The Path Forward For Indian-American Politicians in Massachusetts

Dilip Singh Saund (Photo: Wikipedia)

By Chitro Neogy

Chitro Neogy (Photo: Linkedin)

In 1957, a man born in Amritsar, Punjab at the turn of the 20th century created history by being the first Asian, first Indian American and the first member of a non-Abrahamic faith to be elected to the US House of Representatives. Dr Dilip Singh Saund won as a Democrat in the 29th district of California against Jacqueline Cochran, a popular, celebrated aviator of the times. He was reelected twice as a congressman, before losing his seat primarily for health reasons.

Dilip Singh Saund (Photo: Wikipedia)

His legacy is both inspirational as well as testimony to the hard work that needs to precede national level political ambitions. Saund drew public support at multiple levels, first through his book “My Mother India”, which demanded an end of British monarchy and drew parallels between racial intolerance in USA to caste discriminations in India, endearing him to the mainstream population. Later he campaigned for naturalization rights for South Asians, leading to the enactment of the Luce-Cellar act allowing immigration quotas for Indians.

In recent times, several Indian Americans have been elected to the US House of Representatives. A look at their key demographic factors and achievements can be insightful in sighting common themes for South Asian ballot success.

The 2018 congressional primaries in Massachusetts, which featured an Indian American candidate, have fueled much debate in the diaspora on campaigning strategies. In comparison with the data above, a unique challenge in this state is the ethnicity split; 3rd district has 78% White, 3% Black and only 6% Asians. An Indian American politician cannot win solely based on ethnic support. On the flip side, with a large mix of candidates, margins are slim – the Democratic primary winner captured just 21.7% share with a total of 18,527 votes. The same district has upwards of 11,000 Indian American registered voters. Mobilizing this base early is essential for fair returns at the polls. Yet this task is far from easy. First, getting the message out to the Indian voters dispersed across the district is hard for a candidate. Second, Indian Americans in this state are generally averse to voting in non-presidential elections. Many want to know the political manifesto of the candidate and how it relates to them before deciding to cast a vote. Third, unlike in other South Asian nations, Indians still have some challenge of rising beyond provincial borders and viewing a candidate as a representative for the entire community. Finally, adequate fundraising is an inherent necessity of modern day campaigning, and finding political donors in the Indian community, despite their wealth, is tough. The capital gap between the highest fundraising candidate and the Indian American politician in 3rd district was a factor of 10!

The comparative study above also suggests that previous political or social involvement in the state is critical for success in national level politics. The good news is that it’s common for candidates to lose their congressional bid in the initial attempt. They gain a whole new perspective and strategy to refocus on their future campaigns.

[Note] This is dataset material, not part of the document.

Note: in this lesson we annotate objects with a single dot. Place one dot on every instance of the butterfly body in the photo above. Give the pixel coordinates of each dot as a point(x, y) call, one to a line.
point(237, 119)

Notwithstanding individual campaigning strategies, a systematic process for advancing Indian political candidates is required within the community in Boston. One way to achieve this objective would be to form a PAC that truly represent NRI interests – from immigration, college education, social justice, Indo-US ties among others. Defining goals that resonate with the Indian voters may not be easy – the NRI community is not a political refugee – perhaps an economic refugee, that has done well financially, regardless of the administration in power. The group needs to define a set of outcomes expected from lawmakers aligned with the PAC’s India-friendly vision. Political candidates who subscribe to its goals will receive the support of the PAC, both financially and in campaigns. Far before the 2020 elections, a process for educating the Indian American residents must start, so that they care about voting and understand the distinction between candidates’ principles. Finally, we need to develop a “ready to unleash” digital machinery for rapidly promoting political candidates and their messaging across the state. This endeavor requires developing strong relationships with most South Asian socio-cultural organizations, so that we can rally them for a common cause. Creating this network will greatly alleviate the pains of future Indian American political candidates to connect with their ethnic base.

History has demonstrated that it takes time for political mental models to evolve. African Americans were given voting rights in 1870; Today, just 45 of 535 congressmen are Blacks. Women struggled and earned their franchise privileges in 1920 – a hundred years later, less than 20% women are part of the current Congress. Diversity awareness is creeping into the nation, especially in liberal Massachusetts, despite divisive political stances. A patient yet resolute future holds much promise for South Asian politicians who can successfully connect across their ethnic diaspora, raise adequate funds and propose to fight for solutions that are attractive to the common man.

(Chitro Neogy is a technology manager in a healthcare company. He is also a freelance writer in social and literary publications, as well as the co-founder of the Calcutta Club USA in Boston. The club annually organizes a number of pan-Indian specialty events annually including the largest Indian lit fest in New England, a Culinary contest, an art exhibition and an Indian film festival. 

Part of the article reflects views of certain Greater Boston residents including Dinesh Tanna, Prashanth Palakurthi, Gope Gidwani and Praveen Misra.)